Child holding up 7 fingers.

We often talk about play as it relates to learning, something that is certainly important for all ages. But there is a “softer” side to play that I think we sometimes forget about. Children form friendships through their play. Adults build some of their best connections and memories through play. Play binds us together. Play binds us across generations.

My children are now 31 and 26 but there are toys that I see in the stores and immediately I am taken back to their childhood. I am taken back to hours of building with Legos, days filled with building forts with chairs and blankets and filling them with baby dolls and Matchbox cars, and to playing games lying on our stomachs in the living room. I am taken back to playing Teenage Mutant Turtles with my son, Clint, and Barbie in the backyard with my daughter, Karlyn. Some of my best memories of my children’s growing up years are associated with play.

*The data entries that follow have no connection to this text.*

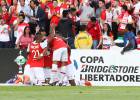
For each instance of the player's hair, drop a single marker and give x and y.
(65, 13)
(124, 7)
(82, 27)
(138, 33)
(108, 5)
(129, 27)
(22, 14)
(93, 19)
(35, 2)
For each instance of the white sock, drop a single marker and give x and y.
(54, 72)
(62, 74)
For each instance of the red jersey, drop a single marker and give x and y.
(55, 20)
(69, 60)
(138, 43)
(35, 50)
(94, 30)
(48, 60)
(57, 43)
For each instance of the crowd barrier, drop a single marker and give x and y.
(99, 67)
(107, 67)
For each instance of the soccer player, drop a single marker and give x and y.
(35, 50)
(60, 54)
(69, 69)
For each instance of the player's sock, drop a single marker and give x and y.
(53, 73)
(26, 79)
(62, 74)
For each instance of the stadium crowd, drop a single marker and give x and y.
(105, 20)
(101, 22)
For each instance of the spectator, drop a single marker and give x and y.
(24, 8)
(129, 39)
(19, 27)
(64, 28)
(107, 36)
(13, 12)
(3, 3)
(86, 12)
(124, 19)
(94, 29)
(39, 15)
(100, 10)
(116, 11)
(138, 40)
(25, 39)
(4, 34)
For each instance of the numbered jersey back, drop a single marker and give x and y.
(34, 51)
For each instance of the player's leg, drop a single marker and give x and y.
(54, 71)
(39, 75)
(47, 72)
(70, 74)
(64, 60)
(27, 74)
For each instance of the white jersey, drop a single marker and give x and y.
(109, 17)
(4, 33)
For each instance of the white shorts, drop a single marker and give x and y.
(47, 72)
(70, 71)
(60, 54)
(38, 75)
(27, 70)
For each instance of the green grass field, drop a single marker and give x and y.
(69, 93)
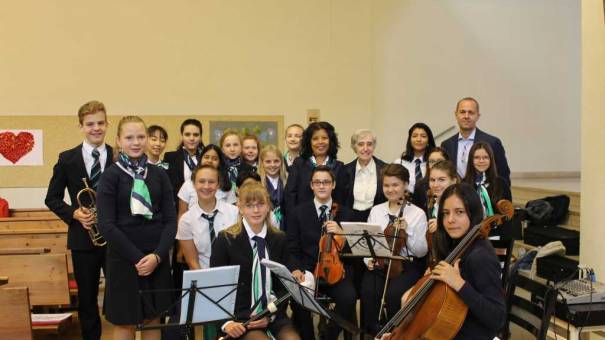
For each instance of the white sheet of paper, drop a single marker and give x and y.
(204, 309)
(303, 297)
(354, 233)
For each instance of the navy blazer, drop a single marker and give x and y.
(298, 186)
(346, 181)
(451, 146)
(304, 232)
(175, 160)
(228, 250)
(68, 173)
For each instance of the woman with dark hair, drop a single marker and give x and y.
(211, 155)
(476, 276)
(481, 173)
(319, 146)
(414, 158)
(187, 155)
(157, 137)
(231, 146)
(250, 150)
(419, 197)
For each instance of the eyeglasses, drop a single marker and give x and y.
(319, 183)
(258, 206)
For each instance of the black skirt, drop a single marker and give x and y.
(127, 300)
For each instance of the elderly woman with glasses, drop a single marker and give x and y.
(361, 185)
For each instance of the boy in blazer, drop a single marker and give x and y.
(87, 160)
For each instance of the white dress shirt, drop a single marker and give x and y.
(464, 148)
(319, 204)
(188, 195)
(263, 234)
(89, 160)
(411, 166)
(192, 226)
(364, 187)
(416, 231)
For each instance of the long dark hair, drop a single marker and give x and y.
(305, 144)
(491, 174)
(442, 242)
(196, 123)
(408, 154)
(224, 183)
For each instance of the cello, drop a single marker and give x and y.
(329, 268)
(434, 310)
(396, 235)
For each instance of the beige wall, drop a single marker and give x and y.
(520, 59)
(593, 125)
(379, 64)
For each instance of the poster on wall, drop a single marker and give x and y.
(265, 131)
(21, 147)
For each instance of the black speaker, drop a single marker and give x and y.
(556, 268)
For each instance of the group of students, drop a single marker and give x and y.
(236, 203)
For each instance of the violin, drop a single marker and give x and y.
(396, 236)
(434, 310)
(429, 236)
(329, 268)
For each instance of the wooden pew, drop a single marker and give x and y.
(46, 277)
(35, 232)
(44, 274)
(31, 212)
(15, 318)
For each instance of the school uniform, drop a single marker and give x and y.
(88, 260)
(130, 237)
(481, 292)
(420, 194)
(304, 232)
(489, 196)
(179, 169)
(361, 188)
(416, 167)
(236, 166)
(298, 186)
(241, 250)
(195, 225)
(275, 188)
(415, 248)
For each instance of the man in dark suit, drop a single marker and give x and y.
(87, 160)
(458, 146)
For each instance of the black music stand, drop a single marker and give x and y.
(188, 301)
(304, 296)
(367, 241)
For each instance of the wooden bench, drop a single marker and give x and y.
(46, 277)
(15, 318)
(35, 232)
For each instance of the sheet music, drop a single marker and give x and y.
(354, 233)
(302, 295)
(206, 310)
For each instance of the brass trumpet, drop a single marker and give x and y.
(93, 232)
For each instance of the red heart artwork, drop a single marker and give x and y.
(14, 147)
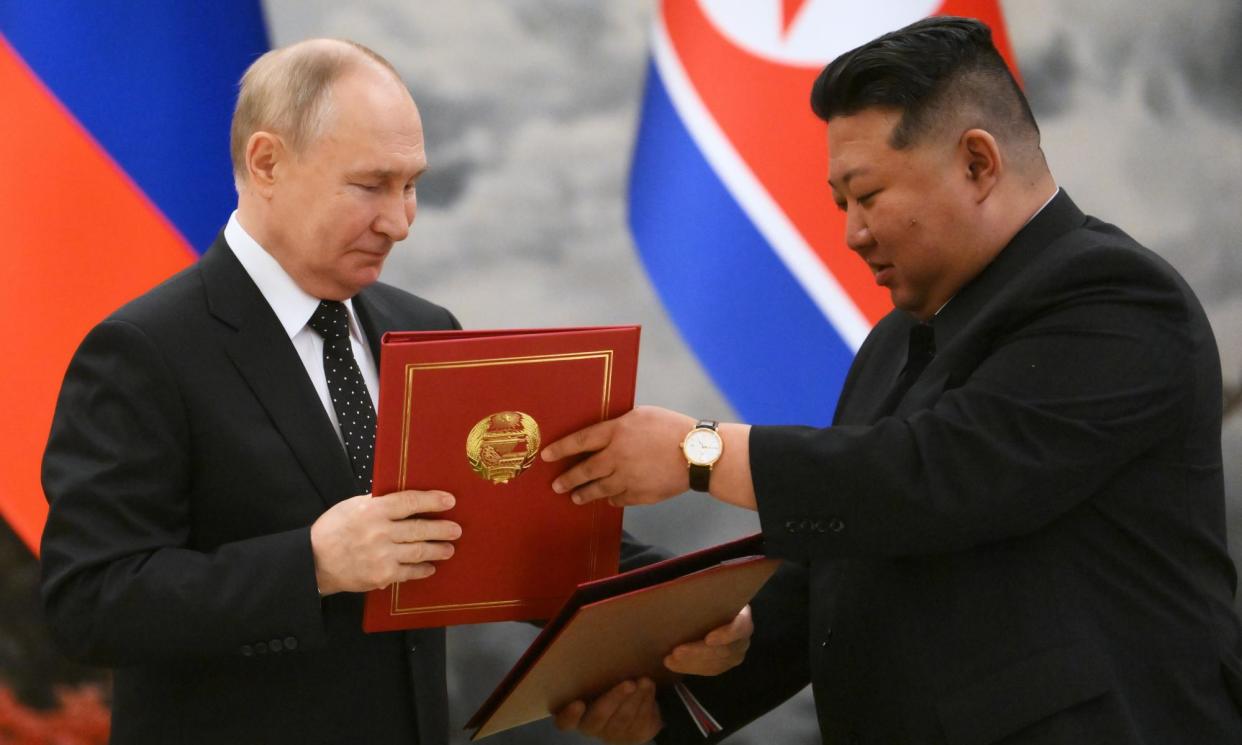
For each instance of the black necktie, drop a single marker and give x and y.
(920, 352)
(347, 388)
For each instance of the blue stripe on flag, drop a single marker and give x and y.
(155, 85)
(766, 345)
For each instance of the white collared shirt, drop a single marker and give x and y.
(294, 307)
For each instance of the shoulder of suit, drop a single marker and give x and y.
(1102, 251)
(399, 303)
(172, 302)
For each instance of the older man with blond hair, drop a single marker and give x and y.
(211, 527)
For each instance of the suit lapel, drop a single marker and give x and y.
(374, 318)
(265, 358)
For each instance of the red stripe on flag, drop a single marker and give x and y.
(81, 240)
(764, 109)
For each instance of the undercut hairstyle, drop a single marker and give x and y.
(937, 72)
(288, 92)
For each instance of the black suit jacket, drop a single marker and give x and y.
(1031, 549)
(188, 457)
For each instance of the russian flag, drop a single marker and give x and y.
(729, 204)
(114, 143)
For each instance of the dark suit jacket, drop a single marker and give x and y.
(188, 458)
(1031, 549)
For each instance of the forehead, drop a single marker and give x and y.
(860, 142)
(373, 123)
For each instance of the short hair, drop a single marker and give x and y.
(288, 92)
(934, 72)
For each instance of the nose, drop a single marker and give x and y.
(858, 236)
(395, 216)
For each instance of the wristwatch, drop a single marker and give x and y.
(702, 448)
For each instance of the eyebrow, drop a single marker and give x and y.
(384, 174)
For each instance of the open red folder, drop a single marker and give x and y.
(467, 412)
(620, 628)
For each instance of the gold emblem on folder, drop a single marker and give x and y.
(502, 446)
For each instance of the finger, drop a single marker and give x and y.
(569, 717)
(414, 529)
(585, 472)
(742, 627)
(601, 709)
(403, 504)
(648, 717)
(584, 441)
(620, 499)
(698, 658)
(619, 726)
(646, 722)
(424, 550)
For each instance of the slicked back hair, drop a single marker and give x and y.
(288, 92)
(935, 72)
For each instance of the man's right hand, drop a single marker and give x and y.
(367, 543)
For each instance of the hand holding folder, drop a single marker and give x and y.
(621, 628)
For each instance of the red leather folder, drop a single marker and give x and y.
(621, 627)
(467, 412)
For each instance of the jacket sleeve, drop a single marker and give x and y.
(121, 585)
(1087, 378)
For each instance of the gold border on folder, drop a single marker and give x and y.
(605, 355)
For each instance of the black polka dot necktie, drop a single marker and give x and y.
(347, 388)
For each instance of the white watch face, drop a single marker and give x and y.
(703, 447)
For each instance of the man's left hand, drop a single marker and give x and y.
(626, 714)
(720, 650)
(636, 458)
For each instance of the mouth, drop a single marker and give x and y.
(882, 272)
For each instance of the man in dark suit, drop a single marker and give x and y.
(1014, 529)
(211, 528)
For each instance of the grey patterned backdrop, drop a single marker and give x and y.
(529, 108)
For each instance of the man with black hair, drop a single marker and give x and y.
(1014, 529)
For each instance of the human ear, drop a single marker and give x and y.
(983, 160)
(263, 150)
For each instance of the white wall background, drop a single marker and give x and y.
(529, 108)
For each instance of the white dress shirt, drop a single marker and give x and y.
(293, 308)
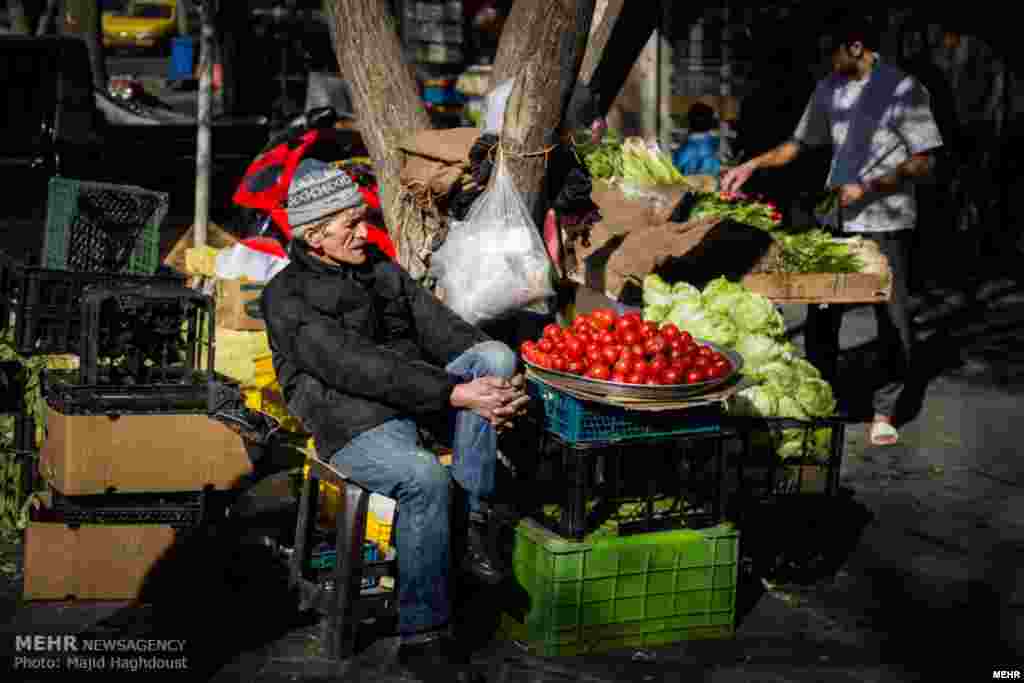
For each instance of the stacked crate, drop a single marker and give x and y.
(667, 575)
(131, 457)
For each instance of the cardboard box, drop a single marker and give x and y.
(871, 286)
(85, 454)
(238, 305)
(92, 561)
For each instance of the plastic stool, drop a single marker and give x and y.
(341, 599)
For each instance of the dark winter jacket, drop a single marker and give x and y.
(354, 346)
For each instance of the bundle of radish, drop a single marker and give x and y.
(626, 349)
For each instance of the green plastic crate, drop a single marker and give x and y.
(640, 591)
(61, 208)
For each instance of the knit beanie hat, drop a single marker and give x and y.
(318, 190)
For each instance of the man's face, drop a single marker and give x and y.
(846, 58)
(344, 238)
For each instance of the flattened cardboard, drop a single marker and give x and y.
(238, 305)
(92, 561)
(85, 454)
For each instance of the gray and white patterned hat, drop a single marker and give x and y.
(318, 190)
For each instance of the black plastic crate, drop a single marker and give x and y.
(44, 305)
(67, 394)
(185, 509)
(814, 468)
(145, 335)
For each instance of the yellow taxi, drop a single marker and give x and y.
(141, 24)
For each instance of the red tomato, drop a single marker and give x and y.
(670, 376)
(634, 317)
(609, 354)
(624, 366)
(717, 371)
(655, 344)
(603, 318)
(669, 331)
(573, 348)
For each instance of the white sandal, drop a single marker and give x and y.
(883, 433)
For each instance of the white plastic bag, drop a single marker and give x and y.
(495, 262)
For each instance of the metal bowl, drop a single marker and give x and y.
(644, 391)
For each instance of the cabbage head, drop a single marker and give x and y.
(790, 408)
(757, 350)
(685, 292)
(721, 295)
(815, 396)
(804, 369)
(685, 313)
(715, 328)
(778, 374)
(656, 292)
(655, 312)
(755, 401)
(756, 313)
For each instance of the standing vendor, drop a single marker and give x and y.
(880, 123)
(364, 354)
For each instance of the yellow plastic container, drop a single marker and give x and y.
(378, 529)
(269, 401)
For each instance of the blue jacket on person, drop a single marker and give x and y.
(699, 155)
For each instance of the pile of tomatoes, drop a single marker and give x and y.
(626, 349)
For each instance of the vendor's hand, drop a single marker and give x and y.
(734, 178)
(850, 194)
(484, 395)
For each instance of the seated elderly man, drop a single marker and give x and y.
(364, 353)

This year I was so excited when I found a set of building toys to buy for my granddaughter, Kayla, for Christmas (don’t worry, she is only three and won’t be reading this!). This set of big building materials is almost like a set my kids had when they were little. They literally spent hours together building things like houses with this building set. But my son particularly loved this set so when I found this new set I knew it was perfect to send to his daughter for Christmas. As a child he not only built houses with his sister, but he built cars for them to “drive” around the neighborhood and an airplane that he was determined to test out by jumping off the roof of our house.  I don’t know who will be more excited when she opens the gift—him or my granddaughter (which is why the tag is addressed to both of them!)

 

Toys and play can also be nostalgic, taking us back to our own childhoods and connecting us across generations. I also bought Kayla an Etch-A-Sketch this year, a toy that I adored as a kid and that both of my kids played with for hours. And sometimes the connections goes not only across generations but across a family. At Thanksgiving this year my mom gave my sister, Shari, and I the game Mystery Date. We were immediately children again, opening the game and lying on the floor to play together. But I also had to text my cousin, Pam, and my daughter to let them know that we now had the game to play at our 2016 girls weekend at the beach! My cousins, my sister and I spent hours playing this game during summers spent at our grandparents’ farm and I am so excited to bring my daughter into the world of Mystery Date because I know that we will create great memories playing it together.

There is no doubt that play is an important tool for learning but its’ role in building connections and memories may be just as important. It is in these connections that we find meaning for our lives.